IEA flags steep oil inventory decline
May 13, 2026 at 09:08 UTC

Key Points
- IEA now projects a 2.6 million bpd fall in global oil inventories in 2026
- Global stocks dropped 250 million barrels over March and April 2026
- Brent crude (UKOIL) is forecast to average $106 in May and June 2026
- EIA sees Middle East supply losses peaking at 10.8 million bpd in May 2026
IEA highlights record pace of oil inventory draws
The International Energy Agency has warned that global oil inventories are falling at a record pace, pointing to tighter market conditions in 2026. The agency now forecasts that global oil stocks will decline by 2.6 million barrels per day over the year, a sharp change from earlier expectations of a much smaller draw. The faster‑than‑expected depletion is raising concerns about the balance between supply and demand.

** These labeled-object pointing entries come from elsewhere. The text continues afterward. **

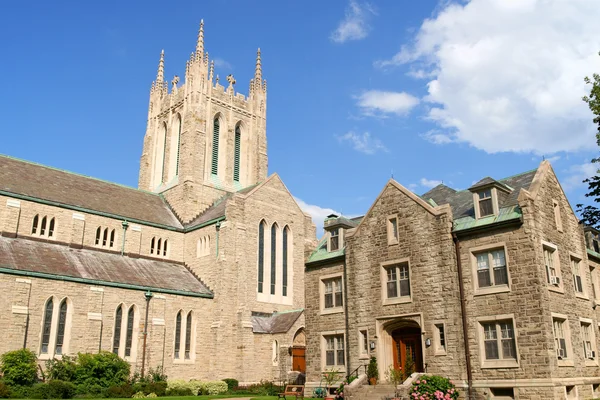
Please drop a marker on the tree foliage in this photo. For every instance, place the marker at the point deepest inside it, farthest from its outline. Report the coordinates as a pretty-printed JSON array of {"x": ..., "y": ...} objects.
[{"x": 590, "y": 214}]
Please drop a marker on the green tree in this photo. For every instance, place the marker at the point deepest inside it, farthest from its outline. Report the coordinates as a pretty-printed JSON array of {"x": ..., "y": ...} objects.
[{"x": 590, "y": 214}]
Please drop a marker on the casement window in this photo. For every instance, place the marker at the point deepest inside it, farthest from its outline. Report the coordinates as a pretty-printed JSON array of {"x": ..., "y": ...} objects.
[
  {"x": 45, "y": 228},
  {"x": 491, "y": 268},
  {"x": 55, "y": 326},
  {"x": 557, "y": 217},
  {"x": 398, "y": 281},
  {"x": 588, "y": 340},
  {"x": 363, "y": 343},
  {"x": 333, "y": 296},
  {"x": 392, "y": 230},
  {"x": 577, "y": 278},
  {"x": 334, "y": 240},
  {"x": 499, "y": 340},
  {"x": 334, "y": 350},
  {"x": 485, "y": 204},
  {"x": 560, "y": 338}
]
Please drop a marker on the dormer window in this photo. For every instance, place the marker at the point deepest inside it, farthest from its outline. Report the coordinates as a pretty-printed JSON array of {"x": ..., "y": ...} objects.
[
  {"x": 334, "y": 240},
  {"x": 486, "y": 206}
]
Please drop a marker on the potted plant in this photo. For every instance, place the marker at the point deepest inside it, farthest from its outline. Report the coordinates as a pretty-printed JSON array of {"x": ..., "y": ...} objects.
[
  {"x": 330, "y": 377},
  {"x": 372, "y": 371}
]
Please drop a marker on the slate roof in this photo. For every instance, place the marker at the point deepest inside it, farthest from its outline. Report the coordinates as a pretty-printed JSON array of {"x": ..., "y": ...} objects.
[
  {"x": 462, "y": 205},
  {"x": 275, "y": 323},
  {"x": 54, "y": 261},
  {"x": 82, "y": 192}
]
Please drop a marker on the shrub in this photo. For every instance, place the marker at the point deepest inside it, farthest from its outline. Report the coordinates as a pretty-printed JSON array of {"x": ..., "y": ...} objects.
[
  {"x": 19, "y": 367},
  {"x": 430, "y": 387},
  {"x": 231, "y": 383}
]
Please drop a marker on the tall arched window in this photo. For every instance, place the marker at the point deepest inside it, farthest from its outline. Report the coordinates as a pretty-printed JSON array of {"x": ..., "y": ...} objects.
[
  {"x": 117, "y": 331},
  {"x": 261, "y": 255},
  {"x": 273, "y": 257},
  {"x": 284, "y": 251},
  {"x": 34, "y": 225},
  {"x": 177, "y": 334},
  {"x": 236, "y": 154},
  {"x": 47, "y": 327},
  {"x": 214, "y": 169},
  {"x": 62, "y": 321},
  {"x": 188, "y": 335},
  {"x": 129, "y": 337}
]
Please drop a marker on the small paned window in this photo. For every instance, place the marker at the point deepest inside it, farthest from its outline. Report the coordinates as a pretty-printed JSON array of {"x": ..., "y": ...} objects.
[
  {"x": 485, "y": 203},
  {"x": 491, "y": 268},
  {"x": 499, "y": 340}
]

According to the IEA, the drawdown has already been substantial in recent months. Over March and April 2026, global inventories fell by a combined 250 million barrels, equivalent to an average of 4 million barrels per day. This rapid depletion underscores the speed at which surplus supply has been absorbed from the market.
Middle East disruptions and supply outlook
Supply disruptions in the Middle East are a key factor behind the tightening market. The U.S. Energy Information Administration expects oil supply losses from the region to continue and to peak at 10.8 million barrels per day in May 2026. Such losses are contributing to the pronounced global inventory draws highlighted by the IEA.

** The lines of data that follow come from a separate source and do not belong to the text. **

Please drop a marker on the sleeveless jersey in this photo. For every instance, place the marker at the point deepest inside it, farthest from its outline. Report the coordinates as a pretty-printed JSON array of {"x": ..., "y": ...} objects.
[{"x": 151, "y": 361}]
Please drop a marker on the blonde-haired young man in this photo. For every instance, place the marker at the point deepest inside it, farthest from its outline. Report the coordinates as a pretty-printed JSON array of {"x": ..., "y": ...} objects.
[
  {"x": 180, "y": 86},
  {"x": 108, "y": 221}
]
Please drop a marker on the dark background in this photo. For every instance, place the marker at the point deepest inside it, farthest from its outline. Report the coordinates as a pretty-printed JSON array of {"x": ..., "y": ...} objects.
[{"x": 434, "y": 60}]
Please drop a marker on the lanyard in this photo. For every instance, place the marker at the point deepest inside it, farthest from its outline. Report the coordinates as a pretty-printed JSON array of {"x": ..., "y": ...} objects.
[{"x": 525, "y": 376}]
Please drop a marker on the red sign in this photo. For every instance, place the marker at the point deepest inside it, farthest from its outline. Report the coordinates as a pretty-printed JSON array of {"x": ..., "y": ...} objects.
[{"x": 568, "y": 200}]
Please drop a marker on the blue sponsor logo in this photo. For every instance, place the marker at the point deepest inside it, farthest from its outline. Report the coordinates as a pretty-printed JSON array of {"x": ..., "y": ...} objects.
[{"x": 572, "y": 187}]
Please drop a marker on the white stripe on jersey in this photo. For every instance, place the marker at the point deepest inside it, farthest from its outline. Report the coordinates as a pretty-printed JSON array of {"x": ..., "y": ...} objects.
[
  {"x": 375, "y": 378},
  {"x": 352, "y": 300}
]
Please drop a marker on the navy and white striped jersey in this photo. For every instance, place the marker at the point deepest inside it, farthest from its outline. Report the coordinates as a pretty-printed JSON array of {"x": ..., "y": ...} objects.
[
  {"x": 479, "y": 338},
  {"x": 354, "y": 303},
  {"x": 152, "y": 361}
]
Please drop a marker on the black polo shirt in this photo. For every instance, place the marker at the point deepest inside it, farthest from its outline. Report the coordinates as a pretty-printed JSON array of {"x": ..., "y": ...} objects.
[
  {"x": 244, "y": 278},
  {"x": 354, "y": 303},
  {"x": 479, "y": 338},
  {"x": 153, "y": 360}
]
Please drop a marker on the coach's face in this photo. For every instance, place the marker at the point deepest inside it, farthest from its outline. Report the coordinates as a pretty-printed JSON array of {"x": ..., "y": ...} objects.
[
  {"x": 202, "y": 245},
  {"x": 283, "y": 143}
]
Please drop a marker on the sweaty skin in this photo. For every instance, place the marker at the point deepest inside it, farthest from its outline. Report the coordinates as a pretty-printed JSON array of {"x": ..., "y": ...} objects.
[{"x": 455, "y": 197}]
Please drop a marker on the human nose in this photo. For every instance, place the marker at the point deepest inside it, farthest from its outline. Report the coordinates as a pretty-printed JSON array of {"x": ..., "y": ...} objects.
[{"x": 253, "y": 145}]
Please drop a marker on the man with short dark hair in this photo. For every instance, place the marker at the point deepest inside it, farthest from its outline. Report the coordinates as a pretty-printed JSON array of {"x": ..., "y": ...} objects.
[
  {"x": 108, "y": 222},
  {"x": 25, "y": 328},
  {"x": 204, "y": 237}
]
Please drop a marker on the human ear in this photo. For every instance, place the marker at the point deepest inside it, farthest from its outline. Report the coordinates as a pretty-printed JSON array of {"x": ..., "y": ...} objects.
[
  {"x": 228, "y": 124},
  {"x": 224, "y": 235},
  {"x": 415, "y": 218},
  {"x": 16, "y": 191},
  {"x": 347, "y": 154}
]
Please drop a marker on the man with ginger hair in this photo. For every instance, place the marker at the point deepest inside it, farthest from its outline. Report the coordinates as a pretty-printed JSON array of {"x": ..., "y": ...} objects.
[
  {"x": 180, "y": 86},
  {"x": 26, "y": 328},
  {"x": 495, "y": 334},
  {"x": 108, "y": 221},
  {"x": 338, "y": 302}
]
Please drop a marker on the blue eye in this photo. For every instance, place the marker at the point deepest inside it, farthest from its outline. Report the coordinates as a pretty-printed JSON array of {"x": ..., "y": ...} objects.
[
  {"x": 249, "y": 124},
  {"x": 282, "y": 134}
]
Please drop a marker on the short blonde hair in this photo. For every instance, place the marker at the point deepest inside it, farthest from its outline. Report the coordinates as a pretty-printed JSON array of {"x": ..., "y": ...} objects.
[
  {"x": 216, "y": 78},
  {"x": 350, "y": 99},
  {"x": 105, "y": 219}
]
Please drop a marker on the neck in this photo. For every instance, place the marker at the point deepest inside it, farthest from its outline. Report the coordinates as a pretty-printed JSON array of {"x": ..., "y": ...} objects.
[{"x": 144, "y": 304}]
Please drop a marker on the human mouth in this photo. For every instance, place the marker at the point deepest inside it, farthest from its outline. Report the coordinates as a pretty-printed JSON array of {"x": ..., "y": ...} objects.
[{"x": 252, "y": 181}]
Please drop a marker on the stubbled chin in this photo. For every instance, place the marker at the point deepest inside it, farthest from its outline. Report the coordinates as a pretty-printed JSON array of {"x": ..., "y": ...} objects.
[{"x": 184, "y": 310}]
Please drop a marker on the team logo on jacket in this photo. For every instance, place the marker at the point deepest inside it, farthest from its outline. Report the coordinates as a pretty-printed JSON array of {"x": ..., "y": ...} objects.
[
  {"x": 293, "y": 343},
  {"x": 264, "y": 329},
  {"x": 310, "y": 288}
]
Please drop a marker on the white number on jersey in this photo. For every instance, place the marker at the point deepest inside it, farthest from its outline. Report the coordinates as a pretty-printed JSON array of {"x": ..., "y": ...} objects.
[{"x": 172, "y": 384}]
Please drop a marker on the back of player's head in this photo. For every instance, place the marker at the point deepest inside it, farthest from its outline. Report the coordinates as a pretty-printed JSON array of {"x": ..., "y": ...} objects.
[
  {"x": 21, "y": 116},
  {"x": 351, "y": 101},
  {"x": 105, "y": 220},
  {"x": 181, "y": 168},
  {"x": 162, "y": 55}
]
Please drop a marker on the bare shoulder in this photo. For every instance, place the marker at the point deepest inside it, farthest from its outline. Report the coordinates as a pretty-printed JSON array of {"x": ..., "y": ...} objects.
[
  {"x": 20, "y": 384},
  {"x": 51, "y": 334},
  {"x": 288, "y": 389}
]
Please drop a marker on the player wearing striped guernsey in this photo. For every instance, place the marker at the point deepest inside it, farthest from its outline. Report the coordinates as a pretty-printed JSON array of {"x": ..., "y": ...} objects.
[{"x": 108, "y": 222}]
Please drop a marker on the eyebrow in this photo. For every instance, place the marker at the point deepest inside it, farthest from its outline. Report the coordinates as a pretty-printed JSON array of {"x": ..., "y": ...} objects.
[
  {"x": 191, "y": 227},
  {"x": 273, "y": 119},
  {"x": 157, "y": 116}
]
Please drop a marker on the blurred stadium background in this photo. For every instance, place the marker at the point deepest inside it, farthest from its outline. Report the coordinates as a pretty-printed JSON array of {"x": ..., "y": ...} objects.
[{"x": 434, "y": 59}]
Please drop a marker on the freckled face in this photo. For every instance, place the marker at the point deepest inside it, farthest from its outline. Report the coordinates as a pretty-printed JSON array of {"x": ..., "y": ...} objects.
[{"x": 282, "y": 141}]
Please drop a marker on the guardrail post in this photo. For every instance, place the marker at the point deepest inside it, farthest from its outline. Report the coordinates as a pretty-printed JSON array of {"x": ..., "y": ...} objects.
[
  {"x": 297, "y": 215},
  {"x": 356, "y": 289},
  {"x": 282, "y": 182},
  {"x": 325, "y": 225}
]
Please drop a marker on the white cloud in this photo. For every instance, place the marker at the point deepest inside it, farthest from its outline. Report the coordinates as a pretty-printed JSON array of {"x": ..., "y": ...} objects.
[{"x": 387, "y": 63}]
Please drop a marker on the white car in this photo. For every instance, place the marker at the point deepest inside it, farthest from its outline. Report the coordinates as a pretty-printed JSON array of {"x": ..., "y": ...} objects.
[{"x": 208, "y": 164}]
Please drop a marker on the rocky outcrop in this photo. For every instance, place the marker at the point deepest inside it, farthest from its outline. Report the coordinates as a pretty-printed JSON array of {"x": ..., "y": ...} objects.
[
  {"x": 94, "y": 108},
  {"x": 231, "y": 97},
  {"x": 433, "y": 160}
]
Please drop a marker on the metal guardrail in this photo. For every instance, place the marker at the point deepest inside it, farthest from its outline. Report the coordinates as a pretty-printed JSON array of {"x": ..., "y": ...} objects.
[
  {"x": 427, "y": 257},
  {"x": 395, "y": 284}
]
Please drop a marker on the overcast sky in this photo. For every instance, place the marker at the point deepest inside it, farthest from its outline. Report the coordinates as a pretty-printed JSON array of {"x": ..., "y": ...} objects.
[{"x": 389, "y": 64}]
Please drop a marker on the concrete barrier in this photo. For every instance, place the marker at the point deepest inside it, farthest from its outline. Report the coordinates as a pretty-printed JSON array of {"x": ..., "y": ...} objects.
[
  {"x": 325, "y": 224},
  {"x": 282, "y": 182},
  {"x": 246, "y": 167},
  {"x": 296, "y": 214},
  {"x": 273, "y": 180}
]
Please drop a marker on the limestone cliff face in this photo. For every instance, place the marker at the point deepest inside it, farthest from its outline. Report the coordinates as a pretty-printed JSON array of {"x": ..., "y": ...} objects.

The scale of the anticipated Middle Eastern supply losses has become central to forecasts for the global oil balance. With inventories already declining quickly, any prolonged disruption raises the risk that stockpiles could fall further, leaving the market more exposed to demand shocks and seasonal consumption patterns.
Price response in Brent and North Sea Dated crude
Tighter supply conditions have been reflected in crude price movements. Brent crude oil (UKOIL) prices are projected to average about $106 per barrel in May and June 2026. Forecasts then point to a moderation, with Brent (UKOIL) expected to average $89 per barrel in the fourth quarter of the year, suggesting some easing of market tightness later in 2026.

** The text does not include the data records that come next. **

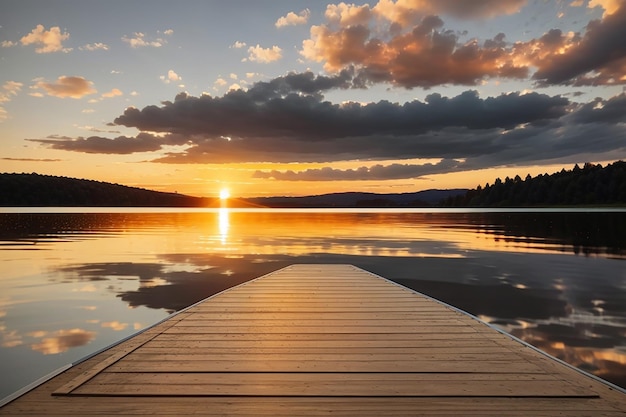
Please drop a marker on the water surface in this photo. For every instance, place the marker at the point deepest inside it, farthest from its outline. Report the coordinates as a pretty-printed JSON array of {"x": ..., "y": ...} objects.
[{"x": 73, "y": 282}]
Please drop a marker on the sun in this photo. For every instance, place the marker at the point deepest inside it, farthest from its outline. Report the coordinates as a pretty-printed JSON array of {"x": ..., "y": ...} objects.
[{"x": 224, "y": 194}]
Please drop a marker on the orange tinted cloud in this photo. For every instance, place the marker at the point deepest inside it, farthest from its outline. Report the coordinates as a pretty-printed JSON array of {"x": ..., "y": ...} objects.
[
  {"x": 598, "y": 57},
  {"x": 401, "y": 43},
  {"x": 264, "y": 55},
  {"x": 49, "y": 40},
  {"x": 292, "y": 19},
  {"x": 63, "y": 340},
  {"x": 73, "y": 87},
  {"x": 425, "y": 56}
]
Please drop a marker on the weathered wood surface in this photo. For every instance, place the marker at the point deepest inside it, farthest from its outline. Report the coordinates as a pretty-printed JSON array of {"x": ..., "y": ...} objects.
[{"x": 320, "y": 340}]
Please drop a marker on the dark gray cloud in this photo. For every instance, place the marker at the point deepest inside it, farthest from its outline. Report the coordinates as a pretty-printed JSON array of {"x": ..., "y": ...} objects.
[
  {"x": 375, "y": 172},
  {"x": 288, "y": 120},
  {"x": 249, "y": 114},
  {"x": 143, "y": 142}
]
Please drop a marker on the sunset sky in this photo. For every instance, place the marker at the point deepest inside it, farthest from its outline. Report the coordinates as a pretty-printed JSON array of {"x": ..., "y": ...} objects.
[{"x": 309, "y": 97}]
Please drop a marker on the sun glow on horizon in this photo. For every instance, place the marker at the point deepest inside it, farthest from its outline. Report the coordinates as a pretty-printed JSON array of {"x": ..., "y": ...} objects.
[{"x": 224, "y": 194}]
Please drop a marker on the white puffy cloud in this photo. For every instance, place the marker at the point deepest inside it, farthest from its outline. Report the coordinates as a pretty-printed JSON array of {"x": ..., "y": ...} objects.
[
  {"x": 139, "y": 40},
  {"x": 170, "y": 77},
  {"x": 293, "y": 19},
  {"x": 264, "y": 55},
  {"x": 113, "y": 93},
  {"x": 94, "y": 47},
  {"x": 48, "y": 40},
  {"x": 73, "y": 87}
]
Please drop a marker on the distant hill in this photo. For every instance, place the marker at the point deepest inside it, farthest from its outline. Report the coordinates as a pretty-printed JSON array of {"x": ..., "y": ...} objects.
[
  {"x": 22, "y": 190},
  {"x": 426, "y": 198},
  {"x": 590, "y": 185},
  {"x": 34, "y": 190}
]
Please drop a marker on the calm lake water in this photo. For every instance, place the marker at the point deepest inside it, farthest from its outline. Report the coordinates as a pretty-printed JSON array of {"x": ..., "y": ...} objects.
[{"x": 72, "y": 283}]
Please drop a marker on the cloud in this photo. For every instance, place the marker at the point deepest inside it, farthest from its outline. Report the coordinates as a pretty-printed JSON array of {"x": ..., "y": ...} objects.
[
  {"x": 170, "y": 77},
  {"x": 376, "y": 172},
  {"x": 139, "y": 40},
  {"x": 426, "y": 56},
  {"x": 115, "y": 92},
  {"x": 9, "y": 90},
  {"x": 292, "y": 19},
  {"x": 238, "y": 45},
  {"x": 73, "y": 87},
  {"x": 121, "y": 145},
  {"x": 287, "y": 119},
  {"x": 115, "y": 325},
  {"x": 63, "y": 340},
  {"x": 31, "y": 160},
  {"x": 49, "y": 40},
  {"x": 596, "y": 58},
  {"x": 405, "y": 12},
  {"x": 609, "y": 6},
  {"x": 94, "y": 47},
  {"x": 405, "y": 43},
  {"x": 264, "y": 55}
]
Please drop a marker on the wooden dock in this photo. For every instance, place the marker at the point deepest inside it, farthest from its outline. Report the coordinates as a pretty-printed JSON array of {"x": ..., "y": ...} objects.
[{"x": 312, "y": 340}]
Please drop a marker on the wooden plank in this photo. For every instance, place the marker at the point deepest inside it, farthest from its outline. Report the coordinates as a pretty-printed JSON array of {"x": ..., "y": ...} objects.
[
  {"x": 278, "y": 365},
  {"x": 396, "y": 329},
  {"x": 321, "y": 340},
  {"x": 356, "y": 385}
]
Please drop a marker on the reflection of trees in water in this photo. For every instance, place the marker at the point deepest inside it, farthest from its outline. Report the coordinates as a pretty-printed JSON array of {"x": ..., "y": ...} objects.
[{"x": 586, "y": 232}]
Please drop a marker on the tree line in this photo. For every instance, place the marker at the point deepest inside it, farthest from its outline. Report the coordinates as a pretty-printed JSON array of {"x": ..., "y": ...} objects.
[
  {"x": 592, "y": 184},
  {"x": 22, "y": 190}
]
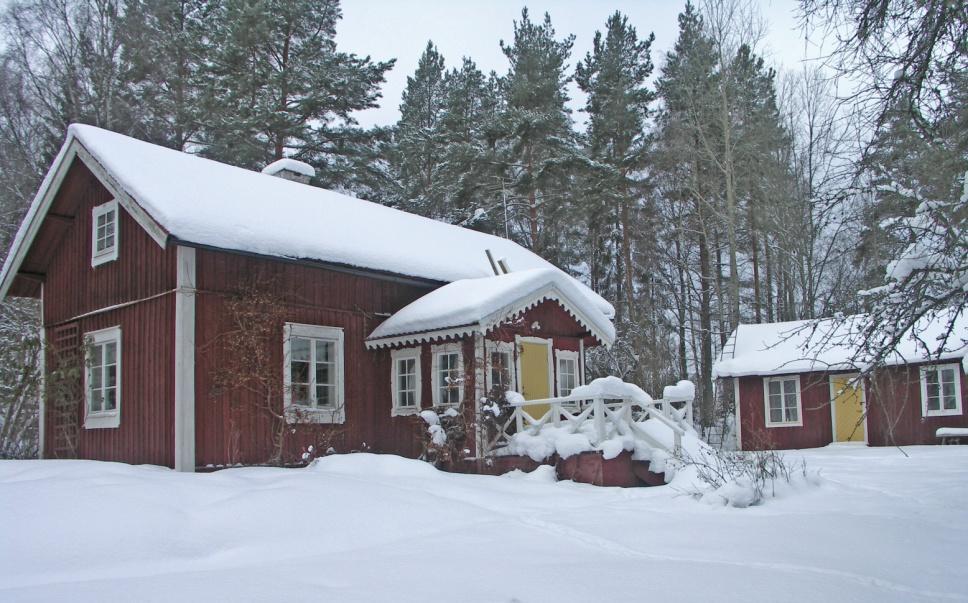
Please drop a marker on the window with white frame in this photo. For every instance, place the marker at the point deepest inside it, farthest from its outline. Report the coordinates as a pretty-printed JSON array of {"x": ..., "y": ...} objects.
[
  {"x": 406, "y": 381},
  {"x": 448, "y": 374},
  {"x": 501, "y": 365},
  {"x": 567, "y": 374},
  {"x": 940, "y": 390},
  {"x": 783, "y": 406},
  {"x": 104, "y": 233},
  {"x": 102, "y": 378},
  {"x": 314, "y": 373}
]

Spot markets for physical crude have shown even stronger gains. North Sea Dated crude prices surged by around $16.50 per barrel month over month in April 2026, reaching an average of $120.36 per barrel. This move highlights the strength of near‑term demand for physical barrels amid constrained supply and declining inventories.
Implications for near-term market conditions
The combination of rapid stock draws, sizable anticipated Middle East supply losses, and elevated spot prices points to a period of tight market conditions in the near term. The IEA has indicated that this environment could lead to further price spikes, particularly as summer demand approaches and competes for limited available supply.
At the same time, projections for Brent prices to ease by the fourth quarter suggest expectations for some rebalancing later in 2026. How quickly this occurs will depend on the evolution of supply disruptions and the pace of demand growth relative to current inventory levels.
Key Takeaways
- Global oil stocks are tightening much faster than previously expected, leaving the market more vulnerable to demand surges and supply interruptions.
- Middle Eastern supply losses projected by the EIA are large enough to significantly influence global balances and support higher near-term prices.
- Price forecasts show a contrast between expected strength in the coming months and a potential easing later in 2026, pointing to a possible shift in market tightness over time.